La cérémonie au collège de la Petite Côte est une grande réussite

  • Isabelle Le Camus, directrice de ADIFLOR, arrive de Paris. C’est la première fois qu’elle voyage à l’étranger et c’est son tout premier contact avec le continent africain. Peu rassurée, elle a demandé à Eliane de venir la chercher à l’aéroport, Eliane doit donc quitter Joal pour venir à Dakar avec les transports en commun. Elle a réservé des chambres dans un hôtel près de l’aéroport, à N’gor. Puis elle retourne à Joal pour terminer les préparatifs, Isabelle décide de l’accompagner. Le trésorier de ADIFLOR arrive à son tour, il descend au SOFITEL et le sénateur Duvernois, président de ADIFLOR est hébergé à l’ambassade de France.
  • Marie Josèphe est arrivée de Paris, il reste à terminer les 20 dotations, monter l’exposition, organiser la venue des délégations des 20 bibliothèques, discuter des derniers préparatifs, prévoir la nourriture et la boisson pour les bibliothécaires qui vont passer la journée entre le trajet et la cérémonie, etc.
  • Une invitation à déjeuner à l’ambassade de France arrive il y aura l’ambassadeur, l’archevêque de Dakar, le sénateur, un éditeur. Il va falloir remonter à Dakar puis revenir à chaque fois 3 heures dans des embouteillages éprouvants, le travail est loin d’être terminé pour la préparation de la cérémonie. Éliane décide de rester à Joal pour terminer tout ce qu’il reste à faire. Marie Josèphe et Isabelle ne souhaitent pas non plus remonter à Dakar et nous pratiquons la politique de la chaise vide ce qui nous sera beaucoup reproché dans tous le microcosme du pouvoir de la France au Sénégal, parce que l’info s’est répandue : celles qui refusent une invitation à déjeuner avec l’ambassadeur de France.
  • La cérémonie se déroule dans la cour du collège, devant le local attribué à Lire en Afrique. Éliane a loué tout le matériel : structures métalliques, bâches, chaises, sonorisation, etc. Des tables sont dressées et recouvertes du nouveau tissu aux logo « Moi je lis ». Les livres sont présentés sur la table. Les cartons des dotations pour chaque bibliothèque sont installés près de la table.
  • C’est Alioune Gueye qui s’occupe du transport des délégations de bibliothécaires des vingt bibliothèques bénéficiaires. Il a loué un autobus et coordonne le ramassage des délégations le long de la route vers Joal. Le maire de Thilmakha a financé un car pour permettre à la forte délégation de Thilmakha de participer à la cérémonie, et en chemin, ils récupèrent les bibliothécaires de Meckhé et de N’dande.
  • L’attaché culturel de l’ambassade de France accompagne le sénateur Louis Duvernois et le trésorier Marc Moingeon ; Brigitte Field, représentante de la Région Ile de France, arrive également de son côté.
  • Frère Albert, directeur du Collège de la Petite Côte a , pour la circonstance, revêtu sa tenue toute blanche des frères de la congrégation du Sacre Cœur.

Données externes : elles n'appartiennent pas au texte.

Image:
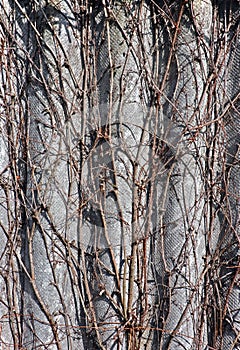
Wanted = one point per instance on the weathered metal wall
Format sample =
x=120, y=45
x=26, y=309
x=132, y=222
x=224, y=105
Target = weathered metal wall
x=119, y=187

A l’intérieur du local Lire en Afrique, les livres de la dotation ainsi que les supports de communication sont disposés sur une grande table. L’exposition Léopold Sedar Senghor est bien en vue. Chaque arrivant est invité à en faire le tour et ainsi prendre connaissance du contenu de la dotation. Les cartons des dotations proprement empilées, prêts à être emportés par chaque bibliothèque sont bien en vue.
La cérémonie démarre avec les discours des officiels, pas toujours très pertinents. Eliane en tant que présidente de Lire en Afrique présente la campagne « Moi, je lis » et la dotation, puis, nous appelons chaque bibliothécaire à la tribune pour lui remettre symboliquement un paquet représentatif de sa dotation ainsi qu’un Tee-shirts de l’événement.

Les bibliothécaires sont heureux de se rencontrer et d’être invités à cette initiative. Ils apprécient la cérémonie, les livres et les outils de communication mis à leur disposition. Chaque délégation de bibliothécaires repart avec ses cartons de livres.